The ordinary state description follows, giving
the grammar rules active in the state, and the parser actions.
Recall that the underline marks the
portion of the grammar rules which has been seen.
Thus in the example, in state 23 the parser has seen input corresponding
to
.DS
IF  (  cond  )  stat
.DE
and the two grammar rules shown are active at this time.

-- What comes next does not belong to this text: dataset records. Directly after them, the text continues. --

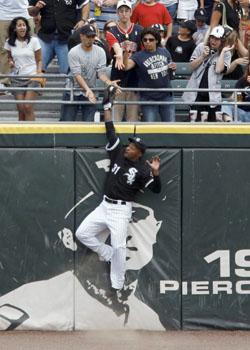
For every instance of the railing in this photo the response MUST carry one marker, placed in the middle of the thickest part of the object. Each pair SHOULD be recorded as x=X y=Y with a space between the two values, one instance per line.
x=71 y=89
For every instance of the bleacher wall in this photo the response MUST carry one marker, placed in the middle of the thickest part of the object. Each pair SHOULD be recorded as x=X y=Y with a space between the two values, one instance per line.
x=188 y=248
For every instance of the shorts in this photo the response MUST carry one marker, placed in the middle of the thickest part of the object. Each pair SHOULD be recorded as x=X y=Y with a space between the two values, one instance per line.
x=15 y=82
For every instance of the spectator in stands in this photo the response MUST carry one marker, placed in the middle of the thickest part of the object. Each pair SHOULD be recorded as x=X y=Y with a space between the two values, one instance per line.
x=125 y=36
x=154 y=66
x=160 y=28
x=181 y=46
x=9 y=9
x=239 y=56
x=107 y=26
x=186 y=9
x=208 y=5
x=103 y=11
x=233 y=12
x=152 y=12
x=171 y=6
x=74 y=40
x=86 y=61
x=58 y=19
x=209 y=63
x=24 y=58
x=244 y=110
x=201 y=26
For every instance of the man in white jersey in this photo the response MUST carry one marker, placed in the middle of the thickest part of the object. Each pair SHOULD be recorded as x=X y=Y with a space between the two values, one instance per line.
x=9 y=9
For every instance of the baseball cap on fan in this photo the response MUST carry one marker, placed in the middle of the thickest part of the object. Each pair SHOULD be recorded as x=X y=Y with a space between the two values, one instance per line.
x=200 y=15
x=124 y=3
x=218 y=32
x=88 y=30
x=138 y=142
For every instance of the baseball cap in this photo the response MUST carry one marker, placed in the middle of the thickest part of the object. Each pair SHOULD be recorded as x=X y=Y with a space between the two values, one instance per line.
x=190 y=25
x=218 y=32
x=124 y=3
x=158 y=27
x=138 y=142
x=200 y=15
x=88 y=30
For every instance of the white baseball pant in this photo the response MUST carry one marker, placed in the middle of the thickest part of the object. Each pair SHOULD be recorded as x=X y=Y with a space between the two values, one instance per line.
x=116 y=218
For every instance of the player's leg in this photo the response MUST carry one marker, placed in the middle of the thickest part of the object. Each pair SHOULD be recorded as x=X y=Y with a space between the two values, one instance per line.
x=86 y=233
x=118 y=220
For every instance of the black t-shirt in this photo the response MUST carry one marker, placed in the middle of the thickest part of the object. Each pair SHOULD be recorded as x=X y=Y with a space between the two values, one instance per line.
x=243 y=84
x=180 y=51
x=132 y=38
x=58 y=18
x=152 y=69
x=125 y=177
x=233 y=14
x=237 y=73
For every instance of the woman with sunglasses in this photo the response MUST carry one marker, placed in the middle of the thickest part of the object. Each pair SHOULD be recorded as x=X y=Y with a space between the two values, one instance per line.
x=25 y=58
x=154 y=67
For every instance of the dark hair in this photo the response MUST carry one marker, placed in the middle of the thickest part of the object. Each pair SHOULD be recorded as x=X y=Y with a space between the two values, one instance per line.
x=153 y=32
x=12 y=30
x=246 y=72
x=106 y=25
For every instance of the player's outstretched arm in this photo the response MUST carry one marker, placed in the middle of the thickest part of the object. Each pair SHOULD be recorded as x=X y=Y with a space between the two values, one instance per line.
x=154 y=164
x=108 y=98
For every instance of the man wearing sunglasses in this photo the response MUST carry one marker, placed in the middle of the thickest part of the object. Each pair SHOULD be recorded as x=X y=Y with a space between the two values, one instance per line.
x=154 y=67
x=125 y=36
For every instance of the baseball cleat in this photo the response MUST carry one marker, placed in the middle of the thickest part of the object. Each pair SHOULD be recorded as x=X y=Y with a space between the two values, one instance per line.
x=109 y=96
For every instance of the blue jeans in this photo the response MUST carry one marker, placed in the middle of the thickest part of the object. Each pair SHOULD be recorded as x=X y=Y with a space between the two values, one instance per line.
x=243 y=116
x=69 y=111
x=172 y=10
x=52 y=49
x=153 y=113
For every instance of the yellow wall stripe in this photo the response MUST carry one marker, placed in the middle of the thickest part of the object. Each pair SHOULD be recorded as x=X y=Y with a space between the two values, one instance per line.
x=75 y=128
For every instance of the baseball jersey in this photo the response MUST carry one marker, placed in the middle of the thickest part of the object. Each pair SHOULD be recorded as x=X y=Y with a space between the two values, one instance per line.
x=126 y=177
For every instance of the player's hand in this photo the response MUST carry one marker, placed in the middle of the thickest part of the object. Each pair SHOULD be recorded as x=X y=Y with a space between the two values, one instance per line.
x=115 y=83
x=90 y=96
x=228 y=48
x=206 y=51
x=119 y=62
x=40 y=4
x=154 y=164
x=172 y=65
x=79 y=24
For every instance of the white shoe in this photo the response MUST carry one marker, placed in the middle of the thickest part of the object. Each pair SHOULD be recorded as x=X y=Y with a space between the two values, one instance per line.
x=227 y=118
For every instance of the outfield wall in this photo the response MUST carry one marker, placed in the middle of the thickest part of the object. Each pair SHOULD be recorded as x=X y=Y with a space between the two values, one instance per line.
x=188 y=248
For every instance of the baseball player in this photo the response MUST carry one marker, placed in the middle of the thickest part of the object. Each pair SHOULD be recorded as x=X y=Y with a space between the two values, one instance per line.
x=127 y=175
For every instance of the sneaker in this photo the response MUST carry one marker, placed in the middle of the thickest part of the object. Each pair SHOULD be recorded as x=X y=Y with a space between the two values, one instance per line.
x=2 y=86
x=112 y=293
x=227 y=118
x=218 y=116
x=109 y=96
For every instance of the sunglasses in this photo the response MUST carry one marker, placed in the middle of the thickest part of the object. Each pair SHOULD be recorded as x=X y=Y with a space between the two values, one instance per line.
x=148 y=39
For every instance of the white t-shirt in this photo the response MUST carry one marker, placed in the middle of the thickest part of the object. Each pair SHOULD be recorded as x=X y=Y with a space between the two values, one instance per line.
x=23 y=55
x=168 y=2
x=187 y=4
x=10 y=9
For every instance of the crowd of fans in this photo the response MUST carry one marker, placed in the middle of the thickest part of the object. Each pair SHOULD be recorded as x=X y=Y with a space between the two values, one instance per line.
x=129 y=44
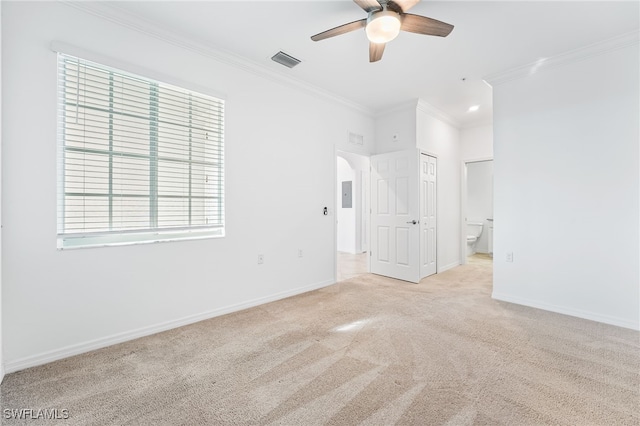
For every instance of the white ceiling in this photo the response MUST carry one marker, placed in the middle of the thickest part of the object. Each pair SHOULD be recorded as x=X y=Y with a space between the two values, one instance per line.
x=488 y=38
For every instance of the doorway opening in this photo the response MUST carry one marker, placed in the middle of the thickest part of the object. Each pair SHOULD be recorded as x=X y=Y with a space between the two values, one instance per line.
x=352 y=215
x=477 y=226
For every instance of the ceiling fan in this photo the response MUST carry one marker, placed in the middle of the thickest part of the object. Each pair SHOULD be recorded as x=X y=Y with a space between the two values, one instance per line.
x=386 y=19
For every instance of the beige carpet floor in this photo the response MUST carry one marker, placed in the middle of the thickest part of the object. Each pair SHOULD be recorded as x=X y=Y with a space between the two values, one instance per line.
x=369 y=350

The parser can do two possible things.
If the input symbol is
.I ELSE ,
it is possible to shift into state
45.
State 45 will have, as part of its description, the line
.DS
stat  :  IF  (  cond  )  stat  ELSE\_stat
.DE
since the
.I ELSE
will have been shifted in this state.
Back in state 23, the alternative action, described by ``\fB.\fR'',
is to be done if the input symbol is not mentioned explicitly in the above actions; thus,
in this case, if the input symbol is not
.I ELSE ,
the parser reduces by grammar rule 18:
.DS
stat  :  IF  \'(\'  cond  \')\'  stat
.DE
Once again, notice that the numbers following ``shift'' commands refer to other states,
while the numbers following ``reduce'' commands refer to grammar
rule numbers.
In the
.I y.output
file, the rule numbers are printed after those rules which can be reduced.
In most one states, there will be at most reduce action possible in the
state, and this will be the default command.
The user who encounters unexpected shift/reduce conflicts will probably want to
look at the verbose output to decide whether the default actions are appropriate.
In really tough cases, the user might need to know more about
the behavior and construction of the parser than can be covered here.
In this case, one of the theoretical references
.\".[
.\"Aho Johnson Surveys Parsing
.\".]
.\".[
.\"Aho Johnson Ullman Deterministic Ambiguous
.\".]
.\".[
.\"Aho Ullman Principles Design
.\".]
might be consulted; the services of a local guru might also be appropriate.